Il male necessario, il thriller ambientato a Ragusa
«Tra delitti e le sensazioni di chi ritorna in Sicilia»

Valentina Frasca

Cultura e spettacoli – Il film, verrà presentato l'8 aprile al cineteatro Don Bosco, ha come protagonista di Giulio Lo Magro 8interpretato da Danilo Schininà), costretto a tornare per la prima volta a quarant'anni nella città natale. I registi sono i ragusani Salvatore Provenzale e Salvatore Dipasquale. «Abbiamo avuto un grande cast». Guarda le foto

Ci sono voluti quasi quattro anni, ma alla fine il lavoro è stato completato. La pellicola indipendente firmata dai ragusani Salvatore Provenzale e Salvatore Dipasquale, intitolata Il Male Necessario, sarà presentata l’8 aprile al cineteatro Don Bosco di Ragusa. Girato tra il capoluogo ibleo e Chiaramonte Gulfi, è il frutto di un’idea che risale all’autunno del 2013 ma che ha iniziato realmente a concretizzarsi solo un anno e mezzo dopo. Racconta la storia di Giulio Lo Magro, interpretato da Danilo Schininà, criminologo e personaggio televisivo di fama nazionale, costretto a tornare per la prima volta dopo quarant’anni a Ragusa, sua città natale, per ritirare un premio dedicato alla memoria del padre giornalista. Il protagonista finirà coinvolto nelle indagini su una serie di misteriosi delitti iniziati molto tempo prima.

«È un thriller, perché prende vita da una serie di omicidi e dalle relative indagini, ma ha anche una forte connotazione psicologica e drammatica. Il protagonista compie infatti un profondo percorso introspettivo», spiega Provenzale, che, conclusa l’esperienza di Revòlver, il primo film prodotto nel 2012, insieme a Dipasquale voleva lanciarsi su un nuovo lavoro. «Il tema dal quale volevamo partire erano le sensazioni che una persona può provare tornando a Ragusa dopo decenni. Avevamo la sceneggiatura nel cassetto già da un po’ quando, nell’agosto 2016, abbiamo avuto la fortuna di conoscere Danilo Schininà. Lui ha sposato subito il nostro progetto, e ci ha aiutati a creare un cast di altissimo livello, all’interno del quale abbiamo avuto la fortuna e l’onore di inserire anche Marcello Perracchio».
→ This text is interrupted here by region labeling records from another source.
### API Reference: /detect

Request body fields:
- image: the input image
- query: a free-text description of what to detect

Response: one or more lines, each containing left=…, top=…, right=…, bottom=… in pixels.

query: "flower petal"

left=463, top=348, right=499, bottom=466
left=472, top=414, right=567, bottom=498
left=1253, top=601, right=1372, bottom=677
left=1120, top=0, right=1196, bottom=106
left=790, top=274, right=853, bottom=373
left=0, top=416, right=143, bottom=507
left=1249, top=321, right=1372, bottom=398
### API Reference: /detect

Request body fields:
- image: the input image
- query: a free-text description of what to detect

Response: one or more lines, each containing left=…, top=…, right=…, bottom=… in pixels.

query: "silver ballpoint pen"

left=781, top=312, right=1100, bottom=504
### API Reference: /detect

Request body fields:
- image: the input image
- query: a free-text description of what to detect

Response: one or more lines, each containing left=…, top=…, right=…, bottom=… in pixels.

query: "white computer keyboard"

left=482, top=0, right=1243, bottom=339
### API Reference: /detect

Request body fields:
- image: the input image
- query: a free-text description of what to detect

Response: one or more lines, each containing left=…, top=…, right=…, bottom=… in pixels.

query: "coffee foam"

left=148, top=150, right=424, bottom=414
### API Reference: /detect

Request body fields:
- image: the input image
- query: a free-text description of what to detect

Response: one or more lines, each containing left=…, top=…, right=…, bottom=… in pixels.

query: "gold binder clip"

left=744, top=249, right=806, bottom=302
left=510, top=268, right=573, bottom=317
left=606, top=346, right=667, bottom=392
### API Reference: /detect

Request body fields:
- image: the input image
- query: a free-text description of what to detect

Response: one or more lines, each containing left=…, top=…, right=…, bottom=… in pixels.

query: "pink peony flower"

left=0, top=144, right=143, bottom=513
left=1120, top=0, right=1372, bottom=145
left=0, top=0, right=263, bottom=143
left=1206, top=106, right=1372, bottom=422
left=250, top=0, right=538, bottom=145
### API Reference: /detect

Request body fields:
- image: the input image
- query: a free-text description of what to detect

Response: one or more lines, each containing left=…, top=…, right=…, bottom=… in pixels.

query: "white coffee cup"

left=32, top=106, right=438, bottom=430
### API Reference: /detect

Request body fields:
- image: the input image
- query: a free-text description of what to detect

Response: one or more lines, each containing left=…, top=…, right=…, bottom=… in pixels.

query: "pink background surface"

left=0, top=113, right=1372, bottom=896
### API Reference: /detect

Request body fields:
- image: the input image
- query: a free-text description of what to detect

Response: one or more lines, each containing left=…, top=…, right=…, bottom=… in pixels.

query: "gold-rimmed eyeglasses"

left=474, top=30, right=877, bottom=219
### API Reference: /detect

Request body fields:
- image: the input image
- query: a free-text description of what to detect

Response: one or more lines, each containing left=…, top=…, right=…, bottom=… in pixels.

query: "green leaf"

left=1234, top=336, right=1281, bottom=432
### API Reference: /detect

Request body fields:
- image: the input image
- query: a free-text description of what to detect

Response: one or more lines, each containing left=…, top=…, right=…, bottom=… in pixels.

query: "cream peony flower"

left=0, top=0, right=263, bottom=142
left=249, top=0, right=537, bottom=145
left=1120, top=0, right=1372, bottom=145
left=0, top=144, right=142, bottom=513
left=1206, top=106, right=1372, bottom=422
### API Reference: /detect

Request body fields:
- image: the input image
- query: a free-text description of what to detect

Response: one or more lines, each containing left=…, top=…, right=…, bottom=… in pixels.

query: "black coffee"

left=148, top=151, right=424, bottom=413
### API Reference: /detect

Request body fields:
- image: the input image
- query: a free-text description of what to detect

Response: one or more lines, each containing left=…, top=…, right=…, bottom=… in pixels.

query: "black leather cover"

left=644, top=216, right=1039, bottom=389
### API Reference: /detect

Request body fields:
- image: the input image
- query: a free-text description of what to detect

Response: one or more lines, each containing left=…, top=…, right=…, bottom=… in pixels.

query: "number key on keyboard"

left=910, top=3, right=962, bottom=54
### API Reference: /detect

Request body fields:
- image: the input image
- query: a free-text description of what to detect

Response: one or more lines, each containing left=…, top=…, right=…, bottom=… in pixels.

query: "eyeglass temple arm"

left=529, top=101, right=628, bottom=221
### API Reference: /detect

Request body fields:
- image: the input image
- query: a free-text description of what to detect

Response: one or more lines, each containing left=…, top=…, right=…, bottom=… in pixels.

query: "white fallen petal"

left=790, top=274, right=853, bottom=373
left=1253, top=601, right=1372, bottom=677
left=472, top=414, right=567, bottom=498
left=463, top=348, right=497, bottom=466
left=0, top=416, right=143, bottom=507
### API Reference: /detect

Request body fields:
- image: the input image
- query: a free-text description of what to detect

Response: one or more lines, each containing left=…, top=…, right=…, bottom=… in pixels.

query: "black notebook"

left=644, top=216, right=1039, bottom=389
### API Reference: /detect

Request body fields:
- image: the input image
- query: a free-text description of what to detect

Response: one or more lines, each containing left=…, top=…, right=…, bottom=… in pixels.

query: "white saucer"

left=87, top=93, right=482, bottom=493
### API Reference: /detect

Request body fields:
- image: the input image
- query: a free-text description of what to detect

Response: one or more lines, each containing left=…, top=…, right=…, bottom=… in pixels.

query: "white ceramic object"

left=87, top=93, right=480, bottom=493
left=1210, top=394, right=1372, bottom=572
Al fianco di Schininà e del compianto maestro Perracchio, hanno recitato Carmen Frasca, Salvo Paternò, Barbara Giummarra, Alessandro Campo, Salvo Giorgio, Cristina Gennaro, Pasquale Spadola, Giada Ruggeri, Germano Martorana, Frida Antoci, Carla Cintolo, Vittorio Rubino e Giancarlo Iacono. Nel team anche Elena Berretta come aiuto regista, Gabriele Vizzini per gli effetti speciali, Miriam Arena e Valentina Latino per il trucco, Licia Perna per l’audio in presa diretta. Il montaggio è stato curato da Alessia Randone, la grafica da Andrea Nero. «È un lavoro di cui siamo davvero orgogliosi - conclude il regista ragusano -. Il risultato è stato superiore alle nostre aspettative, completato poi dalle musiche e dagli effetti sonori del maestro Peppe Arezzo. Non vediamo l’ora di sottoporlo al giudizio degli spettatori».

Il direttore della fotografia, come per Revòlver, è il ragusano Angelo Giglio. Inevitabile il confronto con la prima pellicola. «Revòlver è un film in bianco e nero, Il Male Necessario è a colori. Già questo, a livello tecnico e fotografico, comporta moltissime differenze perché l’immagine a colori è più complessa da gestire. Le mie immagini - spiega - sono state studiate per semplificare e ottimizzare il lavoro altrui. L’impronta del film è stata studiata insieme ai registi e, in base allo stile della storia che volevamo raccontare, abbiamo scelto la luce, l’illuminazione, i tagli, le inquadrature. Si passa dai campi larghi, per mettere in risalto gli ambienti nei quali abbiamo girato, ai piani stretti e ai primi piani, per evidenziare i volti e i dettagli. Questi ultimi - prosegue il fotografo - rappresentano la chiave narrativa, perché vanno a puntualizzare, insieme al linguaggio, gli elementi cruciali della storia, creando suspence e stimolando l’immaginazione dello spettatore».